Os estudos urbanos sobre as pequenas cidades, de qualquer natureza, mostram-se cada vez mais necessário para se compreender a importância destas cidades, no contexto do território nacional, assim como na Amazônia, onde estas categorias urbanas são predominantes e representam mais de 80% das cidades.
Percebe-se que o embate entre crescimento econômico e qualidade de vida nas pequenas cidades ainda precisa avançar, principalmente no sentido de se perceber que esta relação não é direta, quando se trata de pobreza urbana. Apesar de acreditarmos na máxima proposta por José Aldemir de Oliveira, de que a realidade contemporânea, repleta de complexidade, não permite compreender as pequenas cidades “apenas relacionando-as à crise, emersa nos diagnósticos das carências, mas também como virtualidades, como possibilidades” (OLIVEIRA, 2006, p. 29), também compreendemos as dificuldades de atender as menores necessidades, as mais básicas, como o acesso a condições sanitárias adequadas, com acesso à água tratada para consumo e ambiente sem contaminação por coliformes fecais, entre outros.
Nesta direção, este artigo permitiu identificar a falta de infraestrutura para a população e o quanto este processo rebate de forma direta nas condições do ambiente e saúde da população. A falta de diálogo entre os gestores federais, estaduais e municipais acarretam políticas públicas frágeis que não atendem à demanda da população, em especial aqueles mais carentes.
A redução da oferta de investimentos em infraestruturas de saneamento básico, tratamento de água potável são geradores de condicionantes de vulnerabilidades, principalmente em um ambiente tão frágil como a várzea amazônica. Os problemas socioeconômicos nesta região são históricos e estruturais, os quais se refletem nos indicadores sociais.
Os dados do Índice Firjan de Desenvolvimento Municipal demonstram que alguns municípios da RegInt de Breves ainda apresentam “baixo desenvolvimento”, e nota-se que esta realidade interfere na condição de vulnerabilidade sanitária e ambiental. Ao estudar o espaço urbano de Afuá e suas condições sanitárias ressalta-se a urgência em pensar políticas públicas que possam mitigar danos à saúde e ao ambiente.
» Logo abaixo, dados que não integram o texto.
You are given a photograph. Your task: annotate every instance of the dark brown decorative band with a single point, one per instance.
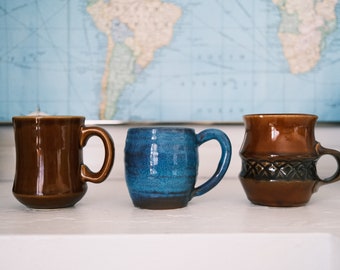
(279, 169)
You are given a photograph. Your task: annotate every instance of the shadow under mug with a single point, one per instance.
(49, 160)
(279, 156)
(161, 165)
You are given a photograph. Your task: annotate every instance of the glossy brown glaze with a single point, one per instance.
(279, 156)
(49, 162)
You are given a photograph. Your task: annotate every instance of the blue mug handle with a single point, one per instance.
(223, 140)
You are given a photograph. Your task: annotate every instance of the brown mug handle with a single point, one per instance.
(102, 174)
(336, 154)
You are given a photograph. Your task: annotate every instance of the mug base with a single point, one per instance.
(49, 201)
(278, 193)
(160, 203)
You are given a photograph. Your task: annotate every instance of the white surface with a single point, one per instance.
(220, 230)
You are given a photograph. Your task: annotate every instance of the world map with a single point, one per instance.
(169, 60)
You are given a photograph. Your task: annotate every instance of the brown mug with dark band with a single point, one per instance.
(279, 156)
(49, 160)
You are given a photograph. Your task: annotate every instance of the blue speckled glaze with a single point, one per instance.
(161, 165)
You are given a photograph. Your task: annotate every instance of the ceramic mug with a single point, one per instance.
(279, 156)
(161, 165)
(49, 160)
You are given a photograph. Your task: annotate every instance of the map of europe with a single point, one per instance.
(170, 60)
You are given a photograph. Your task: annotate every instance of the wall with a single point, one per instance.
(328, 135)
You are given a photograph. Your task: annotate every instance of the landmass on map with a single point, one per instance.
(135, 30)
(305, 24)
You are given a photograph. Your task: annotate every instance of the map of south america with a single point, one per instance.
(305, 24)
(135, 30)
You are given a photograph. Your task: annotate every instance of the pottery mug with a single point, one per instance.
(161, 165)
(49, 160)
(279, 156)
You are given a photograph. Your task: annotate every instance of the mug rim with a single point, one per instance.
(164, 128)
(278, 115)
(47, 117)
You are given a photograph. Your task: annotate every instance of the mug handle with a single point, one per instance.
(102, 174)
(336, 154)
(223, 140)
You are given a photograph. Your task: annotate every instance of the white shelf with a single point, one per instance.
(219, 230)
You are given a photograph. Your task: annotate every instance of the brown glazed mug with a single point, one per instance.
(279, 156)
(49, 160)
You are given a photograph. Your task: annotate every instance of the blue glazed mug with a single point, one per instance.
(161, 165)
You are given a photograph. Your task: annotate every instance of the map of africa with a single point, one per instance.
(170, 60)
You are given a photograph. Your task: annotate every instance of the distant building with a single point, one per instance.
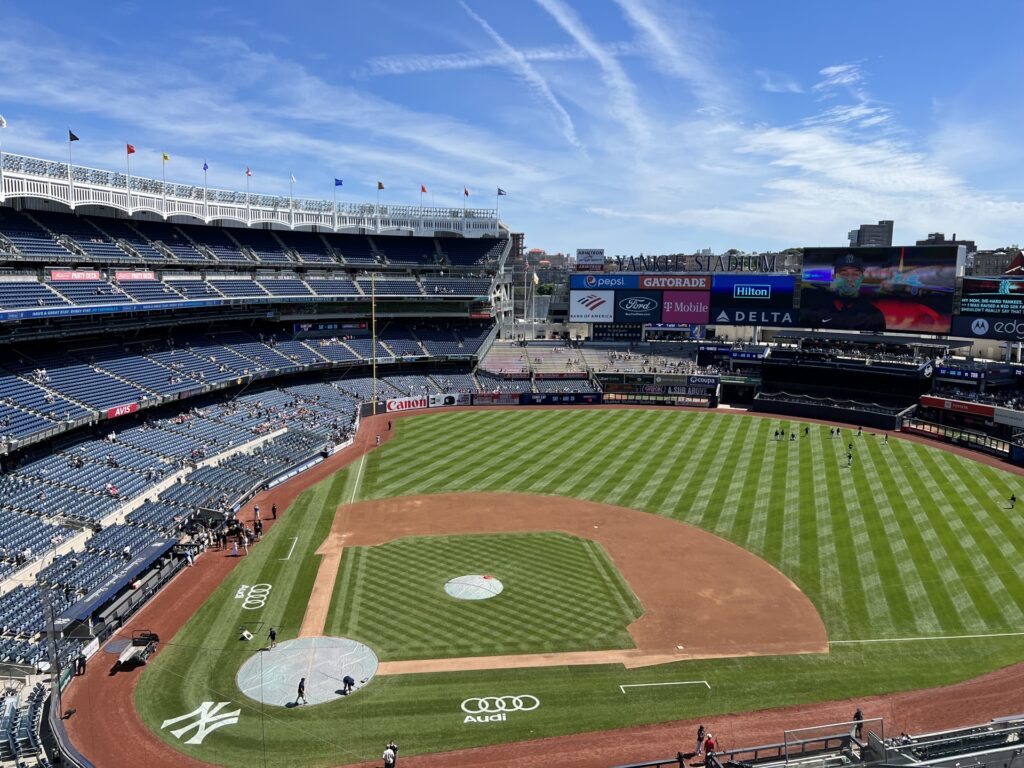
(938, 239)
(872, 235)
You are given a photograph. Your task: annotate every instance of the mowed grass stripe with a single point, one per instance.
(913, 607)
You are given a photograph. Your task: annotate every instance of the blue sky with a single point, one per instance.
(633, 125)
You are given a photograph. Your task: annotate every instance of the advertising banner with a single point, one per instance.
(454, 398)
(496, 398)
(993, 296)
(638, 306)
(592, 306)
(988, 327)
(408, 403)
(74, 274)
(675, 282)
(590, 259)
(960, 407)
(562, 398)
(114, 413)
(603, 282)
(685, 306)
(753, 300)
(904, 289)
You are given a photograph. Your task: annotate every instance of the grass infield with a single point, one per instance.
(910, 542)
(561, 594)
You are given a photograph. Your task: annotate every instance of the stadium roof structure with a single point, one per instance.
(75, 185)
(891, 340)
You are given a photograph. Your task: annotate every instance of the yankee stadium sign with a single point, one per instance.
(681, 262)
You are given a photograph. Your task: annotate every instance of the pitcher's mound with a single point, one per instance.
(272, 676)
(473, 587)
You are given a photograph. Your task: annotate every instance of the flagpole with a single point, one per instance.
(71, 176)
(373, 323)
(128, 164)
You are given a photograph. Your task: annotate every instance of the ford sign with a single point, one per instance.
(637, 304)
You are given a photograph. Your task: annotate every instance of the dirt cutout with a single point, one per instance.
(704, 597)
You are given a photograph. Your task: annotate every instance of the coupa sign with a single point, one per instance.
(408, 403)
(497, 709)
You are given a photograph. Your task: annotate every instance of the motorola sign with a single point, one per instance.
(975, 327)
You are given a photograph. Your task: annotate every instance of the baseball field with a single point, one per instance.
(760, 572)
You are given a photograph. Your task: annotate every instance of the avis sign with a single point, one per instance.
(497, 709)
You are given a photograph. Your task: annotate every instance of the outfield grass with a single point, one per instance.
(911, 542)
(561, 594)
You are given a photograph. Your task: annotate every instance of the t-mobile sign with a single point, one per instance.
(685, 306)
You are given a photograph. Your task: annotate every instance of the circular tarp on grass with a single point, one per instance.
(272, 675)
(473, 587)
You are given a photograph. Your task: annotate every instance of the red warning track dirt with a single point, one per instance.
(107, 727)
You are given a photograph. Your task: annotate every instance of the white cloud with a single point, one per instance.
(413, 64)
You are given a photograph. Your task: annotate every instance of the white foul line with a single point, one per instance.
(919, 639)
(678, 682)
(294, 540)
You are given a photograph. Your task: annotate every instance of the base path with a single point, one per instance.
(701, 595)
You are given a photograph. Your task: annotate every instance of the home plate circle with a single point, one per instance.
(271, 676)
(473, 587)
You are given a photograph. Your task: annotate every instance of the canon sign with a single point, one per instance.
(408, 403)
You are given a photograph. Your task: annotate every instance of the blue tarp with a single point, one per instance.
(115, 583)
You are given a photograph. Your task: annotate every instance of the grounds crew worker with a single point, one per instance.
(842, 306)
A dinâmica social/econômica/ambiental das cidades amazônicas ribeirinhas, como Afuá, estão interligadas ao rio e à floresta. Esta situação cria ambientes e paisagens que lhe são únicas, uma verdadeira singularidade de elementos que não saem da memória ao serem conhecidos. As estivas soerguidas sobre a várzea de inundação manifestam a forma de adaptação da população ao meio e a criação de uma relação linear, geradora de um grande crescimento demográfico. Ou seja, a cidade de Afuá representa o urbano conectado à floresta.
Como nas demais cidades brasileiras, este urbano possui carências, principalmente em infraestruturas urbanas, como acesso à água potável e esgotamento sanitário, questões que se apresentam como desafios em relação ao seu desenvolvimento. De qualquer forma, esta temática não se esgota aqui, muito ainda deverá ser discutido, pensado e estudado a respeito desta temática, mediante a pertinência de avaliar as situações de vulnerabilidade sanitária a que a população de uma pequena cidade amazônica está submetida.
Os autores agradecem as agências de fomento CAPES (Proc. Nº XXXXXXX), CNPq (Proc. Nº 433675/2018-7) e FAPESP (Proc. Nº 2021/05273-1) pesquisa, pelo auxílio financeiro, na forma de bolsa e auxílio à pesquisa, sem o qual não seria possível o desenvolvimento desta pesquisa.